A rede tem 150 unidades espalhadas pelo Brasil e um faturamento anual superior a R$ 300 milhões. De acordo com Perri, o serviço de delivery não foi impactado, ao contrário: nos últimos sete meses, o canal registrou um crescimento de cerca de 12% no volume de vendas.
De acordo com o estudo da Galunion, 81% têm feito pedidos de delivery ou retirada. O número representa uma diminuição de 11 pontos percentuais em comparação com abril de 2024.
Galante diz que o movimento de redução de refeições fora de casa também reflete em mais atenção aos critérios de escolha dos restaurantes entre os consumidores, sendo os principais higiene e limpeza (30%), comida gostosa (23%), preço justo (16%) e comida saudável (11%). “Isso mostra uma combinação entre busca por custo-benefício e expectativa de qualidade na experiência.”
Para o futuro, de acordo com Gilberto Braga, economista e professor do Instituto Brasileiro de Mercado de Capitais (Ibmec), as projeções indicam uma leve desaceleração da inflação, mas não uma queda de preços. “Vamos continuar em um patamar elevado, com os preços subindo menos, mas ainda aumentando”, diz.
Para o economista, a possibilidade de uma supersafra de grãos e até o advento da gripe aviária — que embora prejudique as exportações, pode baratear proteínas como ovos e frango no mercado interno —, podem fazer com que esse cenário mude. A detecção do vírus da gripe aviária em uma granja comercial foi confirmada no dia 16 de maio pelo Ministério da Agricultura e Pecuária (Mapa).
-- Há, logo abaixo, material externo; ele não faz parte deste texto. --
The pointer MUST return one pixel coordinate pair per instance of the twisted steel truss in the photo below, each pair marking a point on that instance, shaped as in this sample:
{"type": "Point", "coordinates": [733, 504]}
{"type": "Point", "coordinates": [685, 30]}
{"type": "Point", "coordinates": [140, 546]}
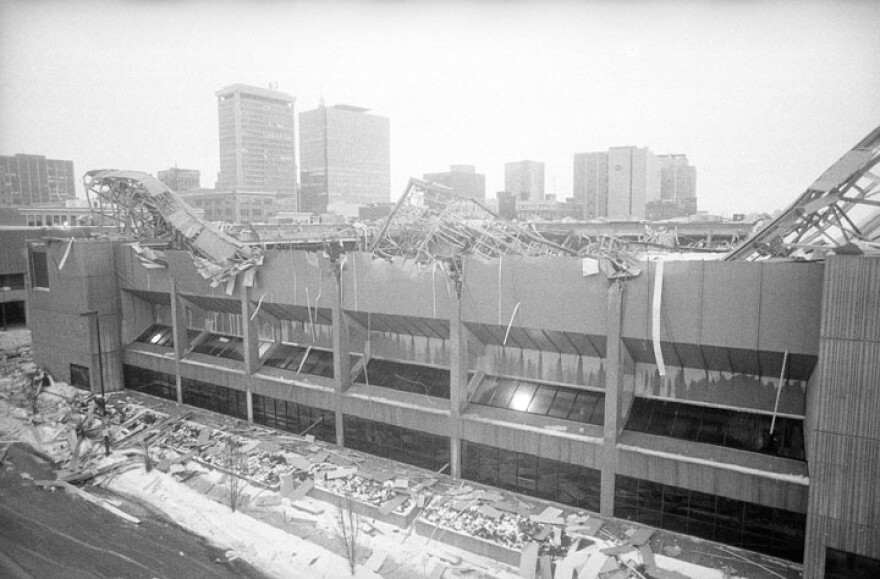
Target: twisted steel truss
{"type": "Point", "coordinates": [839, 212]}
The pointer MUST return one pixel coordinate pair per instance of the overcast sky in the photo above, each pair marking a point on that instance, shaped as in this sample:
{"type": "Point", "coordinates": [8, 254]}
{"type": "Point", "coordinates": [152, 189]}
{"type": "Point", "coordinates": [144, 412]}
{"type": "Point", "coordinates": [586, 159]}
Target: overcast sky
{"type": "Point", "coordinates": [761, 96]}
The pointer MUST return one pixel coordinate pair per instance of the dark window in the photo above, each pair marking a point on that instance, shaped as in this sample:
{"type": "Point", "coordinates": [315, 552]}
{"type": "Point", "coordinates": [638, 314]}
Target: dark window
{"type": "Point", "coordinates": [421, 449]}
{"type": "Point", "coordinates": [215, 398]}
{"type": "Point", "coordinates": [158, 335]}
{"type": "Point", "coordinates": [150, 382]}
{"type": "Point", "coordinates": [406, 377]}
{"type": "Point", "coordinates": [542, 399]}
{"type": "Point", "coordinates": [293, 417]}
{"type": "Point", "coordinates": [301, 359]}
{"type": "Point", "coordinates": [531, 475]}
{"type": "Point", "coordinates": [844, 565]}
{"type": "Point", "coordinates": [40, 269]}
{"type": "Point", "coordinates": [768, 530]}
{"type": "Point", "coordinates": [79, 377]}
{"type": "Point", "coordinates": [722, 427]}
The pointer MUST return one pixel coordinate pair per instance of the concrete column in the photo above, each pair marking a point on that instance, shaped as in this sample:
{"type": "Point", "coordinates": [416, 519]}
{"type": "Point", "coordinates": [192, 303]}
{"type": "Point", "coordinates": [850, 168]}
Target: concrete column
{"type": "Point", "coordinates": [613, 395]}
{"type": "Point", "coordinates": [178, 328]}
{"type": "Point", "coordinates": [458, 382]}
{"type": "Point", "coordinates": [341, 350]}
{"type": "Point", "coordinates": [250, 338]}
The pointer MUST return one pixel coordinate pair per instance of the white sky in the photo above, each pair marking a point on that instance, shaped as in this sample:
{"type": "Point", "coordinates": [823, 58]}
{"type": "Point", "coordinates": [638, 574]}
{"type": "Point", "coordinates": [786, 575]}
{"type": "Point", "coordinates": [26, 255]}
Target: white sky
{"type": "Point", "coordinates": [761, 96]}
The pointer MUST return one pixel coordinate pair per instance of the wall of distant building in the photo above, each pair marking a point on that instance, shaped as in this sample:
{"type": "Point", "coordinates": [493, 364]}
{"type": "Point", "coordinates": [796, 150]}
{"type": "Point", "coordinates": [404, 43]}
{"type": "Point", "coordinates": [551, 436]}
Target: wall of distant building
{"type": "Point", "coordinates": [34, 179]}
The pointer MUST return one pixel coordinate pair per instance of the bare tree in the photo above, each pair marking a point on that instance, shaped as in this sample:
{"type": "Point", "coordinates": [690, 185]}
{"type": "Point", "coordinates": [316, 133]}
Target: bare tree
{"type": "Point", "coordinates": [233, 461]}
{"type": "Point", "coordinates": [348, 528]}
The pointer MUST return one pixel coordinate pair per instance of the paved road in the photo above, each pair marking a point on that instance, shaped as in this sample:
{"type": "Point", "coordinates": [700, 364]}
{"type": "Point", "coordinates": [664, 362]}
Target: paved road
{"type": "Point", "coordinates": [45, 534]}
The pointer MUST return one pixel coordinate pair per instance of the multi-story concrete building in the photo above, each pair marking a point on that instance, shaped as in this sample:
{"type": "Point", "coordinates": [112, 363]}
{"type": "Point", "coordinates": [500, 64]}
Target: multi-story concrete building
{"type": "Point", "coordinates": [345, 157]}
{"type": "Point", "coordinates": [33, 179]}
{"type": "Point", "coordinates": [180, 180]}
{"type": "Point", "coordinates": [463, 180]}
{"type": "Point", "coordinates": [756, 429]}
{"type": "Point", "coordinates": [525, 179]}
{"type": "Point", "coordinates": [678, 182]}
{"type": "Point", "coordinates": [616, 184]}
{"type": "Point", "coordinates": [257, 140]}
{"type": "Point", "coordinates": [233, 206]}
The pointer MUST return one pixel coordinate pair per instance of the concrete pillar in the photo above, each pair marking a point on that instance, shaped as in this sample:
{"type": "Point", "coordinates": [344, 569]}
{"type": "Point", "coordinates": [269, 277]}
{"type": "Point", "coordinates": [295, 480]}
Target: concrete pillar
{"type": "Point", "coordinates": [178, 328]}
{"type": "Point", "coordinates": [458, 382]}
{"type": "Point", "coordinates": [613, 395]}
{"type": "Point", "coordinates": [251, 341]}
{"type": "Point", "coordinates": [341, 349]}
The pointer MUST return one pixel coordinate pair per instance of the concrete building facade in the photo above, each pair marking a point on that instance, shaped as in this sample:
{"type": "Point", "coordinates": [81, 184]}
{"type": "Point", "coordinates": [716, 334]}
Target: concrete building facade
{"type": "Point", "coordinates": [345, 157]}
{"type": "Point", "coordinates": [616, 184]}
{"type": "Point", "coordinates": [27, 180]}
{"type": "Point", "coordinates": [463, 179]}
{"type": "Point", "coordinates": [525, 179]}
{"type": "Point", "coordinates": [754, 429]}
{"type": "Point", "coordinates": [180, 180]}
{"type": "Point", "coordinates": [257, 140]}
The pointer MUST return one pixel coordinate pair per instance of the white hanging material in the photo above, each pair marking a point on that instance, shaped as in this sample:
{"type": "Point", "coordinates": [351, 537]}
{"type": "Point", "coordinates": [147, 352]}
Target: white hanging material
{"type": "Point", "coordinates": [655, 318]}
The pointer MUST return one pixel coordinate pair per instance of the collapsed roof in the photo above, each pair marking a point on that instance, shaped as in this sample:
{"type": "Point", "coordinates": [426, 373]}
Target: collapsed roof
{"type": "Point", "coordinates": [146, 209]}
{"type": "Point", "coordinates": [839, 212]}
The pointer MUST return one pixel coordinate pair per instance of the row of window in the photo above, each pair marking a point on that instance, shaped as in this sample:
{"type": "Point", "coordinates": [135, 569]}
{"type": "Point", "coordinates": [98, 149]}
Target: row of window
{"type": "Point", "coordinates": [542, 399]}
{"type": "Point", "coordinates": [406, 377]}
{"type": "Point", "coordinates": [718, 426]}
{"type": "Point", "coordinates": [776, 532]}
{"type": "Point", "coordinates": [565, 483]}
{"type": "Point", "coordinates": [296, 418]}
{"type": "Point", "coordinates": [421, 449]}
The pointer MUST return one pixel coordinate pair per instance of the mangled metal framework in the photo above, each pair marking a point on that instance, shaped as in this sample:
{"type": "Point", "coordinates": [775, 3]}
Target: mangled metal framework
{"type": "Point", "coordinates": [431, 224]}
{"type": "Point", "coordinates": [839, 212]}
{"type": "Point", "coordinates": [146, 209]}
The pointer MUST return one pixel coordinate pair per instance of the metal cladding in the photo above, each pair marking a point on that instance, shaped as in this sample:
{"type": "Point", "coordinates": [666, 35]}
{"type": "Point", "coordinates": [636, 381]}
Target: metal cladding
{"type": "Point", "coordinates": [146, 209]}
{"type": "Point", "coordinates": [839, 212]}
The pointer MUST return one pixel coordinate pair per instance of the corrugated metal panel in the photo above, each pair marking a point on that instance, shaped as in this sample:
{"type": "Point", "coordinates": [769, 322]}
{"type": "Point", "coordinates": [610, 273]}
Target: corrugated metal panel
{"type": "Point", "coordinates": [825, 532]}
{"type": "Point", "coordinates": [844, 478]}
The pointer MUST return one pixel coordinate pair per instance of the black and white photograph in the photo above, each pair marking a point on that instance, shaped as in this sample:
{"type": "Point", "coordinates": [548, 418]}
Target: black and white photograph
{"type": "Point", "coordinates": [477, 289]}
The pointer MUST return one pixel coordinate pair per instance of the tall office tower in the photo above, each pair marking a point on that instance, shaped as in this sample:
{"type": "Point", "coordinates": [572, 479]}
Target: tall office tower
{"type": "Point", "coordinates": [34, 179]}
{"type": "Point", "coordinates": [590, 187]}
{"type": "Point", "coordinates": [616, 184]}
{"type": "Point", "coordinates": [257, 140]}
{"type": "Point", "coordinates": [463, 179]}
{"type": "Point", "coordinates": [678, 181]}
{"type": "Point", "coordinates": [181, 180]}
{"type": "Point", "coordinates": [525, 179]}
{"type": "Point", "coordinates": [345, 157]}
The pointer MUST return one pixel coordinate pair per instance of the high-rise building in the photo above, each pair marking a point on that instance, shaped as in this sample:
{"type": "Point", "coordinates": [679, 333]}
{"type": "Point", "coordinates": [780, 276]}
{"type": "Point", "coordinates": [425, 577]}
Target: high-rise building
{"type": "Point", "coordinates": [257, 140]}
{"type": "Point", "coordinates": [34, 179]}
{"type": "Point", "coordinates": [345, 157]}
{"type": "Point", "coordinates": [616, 184]}
{"type": "Point", "coordinates": [463, 179]}
{"type": "Point", "coordinates": [180, 180]}
{"type": "Point", "coordinates": [678, 180]}
{"type": "Point", "coordinates": [525, 179]}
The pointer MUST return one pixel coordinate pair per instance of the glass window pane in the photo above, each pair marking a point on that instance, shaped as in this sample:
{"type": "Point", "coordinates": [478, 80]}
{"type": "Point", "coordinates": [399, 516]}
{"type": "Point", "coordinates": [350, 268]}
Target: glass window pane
{"type": "Point", "coordinates": [542, 400]}
{"type": "Point", "coordinates": [562, 403]}
{"type": "Point", "coordinates": [522, 397]}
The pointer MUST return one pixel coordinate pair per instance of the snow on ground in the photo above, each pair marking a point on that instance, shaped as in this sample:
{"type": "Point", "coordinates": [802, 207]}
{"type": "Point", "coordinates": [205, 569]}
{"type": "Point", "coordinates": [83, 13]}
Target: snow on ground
{"type": "Point", "coordinates": [261, 545]}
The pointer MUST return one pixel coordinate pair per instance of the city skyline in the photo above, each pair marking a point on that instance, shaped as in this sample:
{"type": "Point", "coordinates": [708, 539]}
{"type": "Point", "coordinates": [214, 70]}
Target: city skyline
{"type": "Point", "coordinates": [761, 98]}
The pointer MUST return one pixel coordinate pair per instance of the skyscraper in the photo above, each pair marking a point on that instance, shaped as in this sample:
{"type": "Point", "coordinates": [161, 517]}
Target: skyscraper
{"type": "Point", "coordinates": [616, 184]}
{"type": "Point", "coordinates": [525, 179]}
{"type": "Point", "coordinates": [34, 179]}
{"type": "Point", "coordinates": [678, 181]}
{"type": "Point", "coordinates": [463, 179]}
{"type": "Point", "coordinates": [180, 180]}
{"type": "Point", "coordinates": [257, 140]}
{"type": "Point", "coordinates": [345, 155]}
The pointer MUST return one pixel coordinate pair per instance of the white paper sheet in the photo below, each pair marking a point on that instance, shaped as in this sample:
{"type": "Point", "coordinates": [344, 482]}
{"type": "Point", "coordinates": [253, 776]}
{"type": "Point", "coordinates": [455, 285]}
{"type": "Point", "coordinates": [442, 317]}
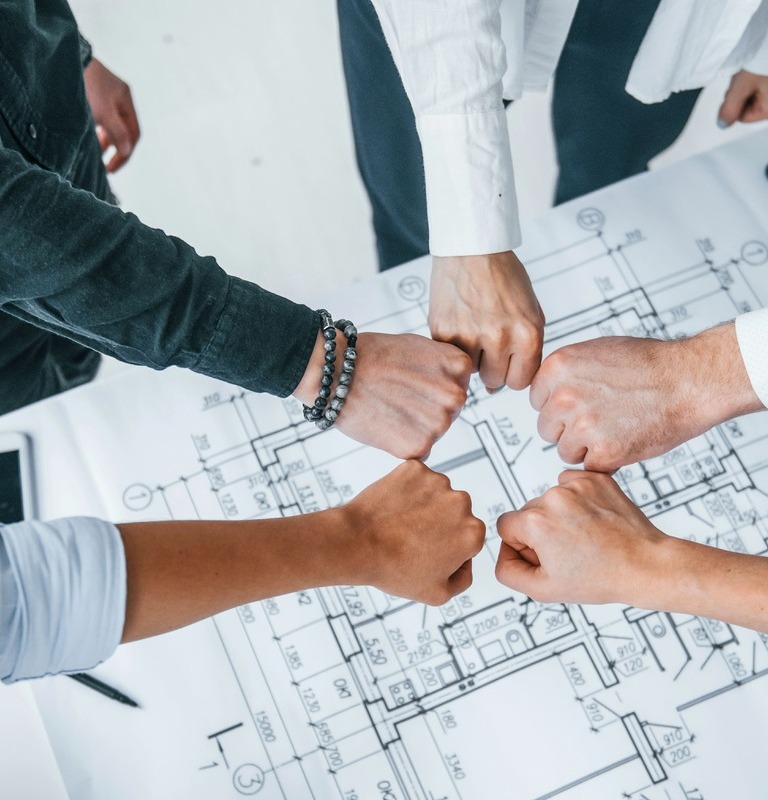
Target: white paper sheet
{"type": "Point", "coordinates": [349, 694]}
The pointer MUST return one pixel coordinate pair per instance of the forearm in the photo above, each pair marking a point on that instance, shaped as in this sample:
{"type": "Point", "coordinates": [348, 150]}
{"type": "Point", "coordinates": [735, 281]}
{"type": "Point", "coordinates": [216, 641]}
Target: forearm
{"type": "Point", "coordinates": [693, 578]}
{"type": "Point", "coordinates": [181, 572]}
{"type": "Point", "coordinates": [719, 387]}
Braga relembra que este ainda é um momento de atenção. “Se não tivermos nenhum evento climático ao longo de 2025, seja queimada e temperaturas fora do normal para o cultivo, nós vamos ter um alívio sobretudo nos grãos”, diz o especialista. “O empreendedor deve ficar atento e buscar alternativas pensando na relação com seu público e a região onde está”, acrescenta.
Saiba mais
Dicas para contornar o momento
De acordo com os especialistas consultados por PEGN, a expectativa para os próximos meses é de um consumo ainda discreto e o momento exige cautela. Dessa forma, o empreendedor precisará se adaptar e utilizar estratégias como:
Reformular o cardápio com foco em custo-benefício: busque usar ingredientes de safra ou opções mais baratas. Isso permite que você consiga oferecer pratos mais acessíveis. Não esqueça de ter cuidado também com o desperdício;
Apostar em promoções e fidelização: faça ofertas diárias ou crie menus executivos em dias ou horários específicos que incentivam o consumo. Você pode também estimular o retorno dos clientes, recompensando a recorrência com brindes ou descontos;
Invista no delivery e no takeaway: com mais pessoas optando por almoçar em casa, o delivery se torna uma frente estratégica. Crie combos e promoções para entrega e não se esqueça da embalagem e da apresentação;
Reforçar a comunicação e o marketing: use redes e busque interagir com clientes. Além disso, a sinalização nas lojas, displays e TVs ajudam a promover produtos mais rentáveis ou em oferta;
Otimizar a gestão operacional: busque novos parceiros, compre em maior volume ou de forma cooperada com outros estabelecimentos. Lembre-se também de automatizar processos e ter um controle de estoque e pedidos;
Repassar aumentos de forma equilibrada: sempre que possível, divida o impacto entre ajustes internos e o consumidor. Pequenos reajustes em produtos com maior margem podem ajudar a compensar custos sem afetar a competitividade.
“O principal impacto é a necessidade de adaptação rápida pelos operadores, com foco em eficiência, digitalização, revisões de portfólio e maior sensibilidade ao preço percebido pelo cliente. Quem não conseguir oferecer uma proposta de valor clara e ajustada a esse novo consumidor tende a perder relevância”, destaca Simone Galante.